Self-supervised and unsupervised learning using diffusion models in medical imaging: from theory to applications
Recently, deep learning approaches have become the main research frontier for image reconstruction and enhancement problems thanks to their high performance, along with their ultra-fast inference times. However, due to the difficulty of obtaining matched reference data for supervised learning, there has been increasing interest in unsupervised learning approaches that do not need paired reference data. In particular, self-supervised learning and generative models have been successfully used for various inverse problem applications. In this talk, we overview recent approaches using score-function, the gradient of loglikelihood function from the data, which address the lack of supervised training data set. In particular, one-step score-based denoising approaches called Noise2Score are reviewed as a unified framework for self-supervised denoising without reference data set. Then, a recent score-based diffusion model is discussed as a powerful iterative approach that can be utilized for various image reconstruction problems beyond the denoising problems. Finally, we will explain a geometric aspect of score-based approaches from high-dimensional geometry.

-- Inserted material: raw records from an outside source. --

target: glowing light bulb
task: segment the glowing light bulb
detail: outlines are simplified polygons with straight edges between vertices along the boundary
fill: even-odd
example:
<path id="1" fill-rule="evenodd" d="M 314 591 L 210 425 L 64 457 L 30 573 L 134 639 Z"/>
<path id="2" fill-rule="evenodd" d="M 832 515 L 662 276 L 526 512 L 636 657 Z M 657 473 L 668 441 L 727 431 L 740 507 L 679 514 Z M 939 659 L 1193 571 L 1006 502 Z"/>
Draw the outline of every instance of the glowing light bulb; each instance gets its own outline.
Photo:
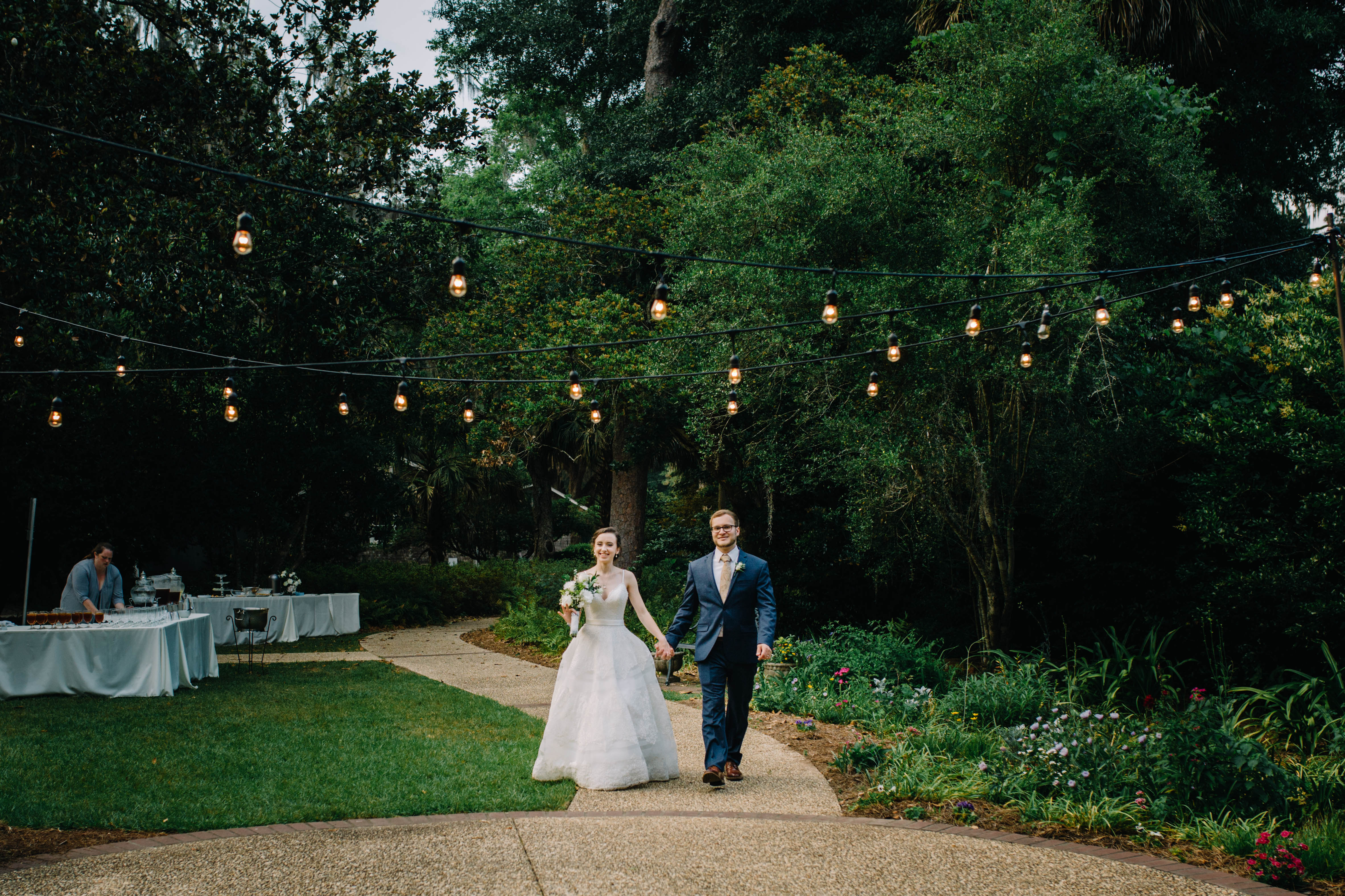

Jong Chul Ye is a Professor at the Kim Jaechul Graduate School of Artificial Intelligence (AI) of Korea Advanced Institute of Science and Technology (KAIST), Korea. He received his B.Sc. and M.Sc. degrees from Seoul National University, Korea, and a Ph.D. from Purdue University, West Lafayette. Before joining KAIST, he worked at Philips Research and GE Global Research in New York. He has served as an associate editor of IEEE Trans. on Image Processing, and an editorial board member for Magnetic Resonance in Medicine. He is currently an associate editor for IEEE Trans. on Medical Imaging and a Senior Editor of IEEE Signal Processing Magazine. He is an IEEE Fellow and was the Chair of IEEE SPS Computational Imaging TC and IEEE EMBS Distinguished Lecturer in 2020-2021. He was a General Cochair (with Mathews Jacob) for IEEE Symp. On Biomedical Imaging (ISBI) 2020. His research interest is in machine learning for biomedical imaging and computer vision.